Milfoil & Invasive Species

Cascade operates Lake Tapps for eventual municipal water supply for its members, but works diligently to keep it clean and healthy today. That includes addressing milfoil and other invasive species. Milfoil is a non-regulated weed in Pierce County and Cascade has no regulatory obligations to control it in Lake Tapps.  However, Cascade will continue to manage milfoil. Cascade does not remove native, aquatic plant species.

What is milfoil?

Eurasian milfoil (Myriophyllum spicatum) is a non-native, invasive aquatic plant. Milfoil is native to Eurasia and Africa, but is now found on all continents but Australia and Antarctica. The leaves of milfoil are submerged, and grow in whorls of four, with many thread-like leaflets. This plant can grow from broken-off stems and can spread quickly, creating dense mats that may crowd out native plants and inhibit recreational activity in the water. Click here for a FAQ sheet on Milfoil

What is Cascade doing about milfoil?

Lake Tapps reservoir is assessed annually to determine areas in greatest need of treatment. Since 2010, Cascade has managed milfoil growth in the Lake Tapps Reservoir with the following approaches.  Click here for more detailed information.
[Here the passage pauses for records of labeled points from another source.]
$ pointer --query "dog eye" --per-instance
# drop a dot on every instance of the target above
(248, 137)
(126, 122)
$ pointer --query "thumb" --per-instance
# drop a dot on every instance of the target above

Diver Hand Pulling and Chemical Treatment: Cascade has used diver hand-pulling and chemical treatments since 2010.

Cascade is planning a second 2021 milfoil treatment starting the week of August 16. Residents in planned treatment areas will be notified and provided more specific information about treatment, including dates and time, prior to actual application.

Click here for the final 2021 milfoil treatment plan.

TappsWise Program:  Since nutrients from lawns and septic tanks can significantly increase aquatic vegetation, Cascade has initiated the TappsWise program, a partnership with Tacoma-Pierce County Department of Health, to promote natural yard care and septic maintenance to keep Lake Tapps clean and healthy.

Pilot Studies: Cascade conducted two pilot studies in 2018 on controlling milfoil with bottom barriers and dry-land herbicide treatments. The treatments were not effective long term.

Research: Cascade worked with Montana State University to sample milfoil in Lake Tapps Reservoir to identify the various strains in the reservoir and growth of these different strains over time, to determine the most effective herbicide. Sampling showed eleven strains of milfoil, which will be monitored.

Homeowner Options to Manage Milfoil

If Lake Tapps waterfront property owners plan to remove aquatic plants from in front of their property, they must follow rules outlined in Washington Department of Fish and Wildlife’s Aquatic Plants and Fish: Rules for Aquatic Plant Removal and Control. A summary is below; click here for more detailed information.

Hand Removal of Aquatic Plants:  Hand removal of aquatic plants can help manage growth and can be effective for small, confined areas. Remove the entire plant when possible – milfoil can re-grow from pieces floating in the water – and dispose it at an upland site where it cannot re-enter the water.

Bottom Barriers:  Bottom barriers are synthetic or natural fiber material used to cover and kill plants growing on the lake bottom. The material is anchored with sandbags or rocks. Bottom barriers are best used in small, confined areas where control of all plants is needed.  For more information on bottom barriers click here and also see the Rules for Aquatic Plant Removal and Control.

Reduction or Elimination of Excess Nutrients: Nutrients from lawns and septic tanks can significantly increase vegetation in the reservoir, so reducing fertilizer applications and keeping septic tanks maintained and working properly will reduce aquatic plant growth. Residents are encouraged to participate in the TappsWise program to help keep Lake Tapps clean and healthy.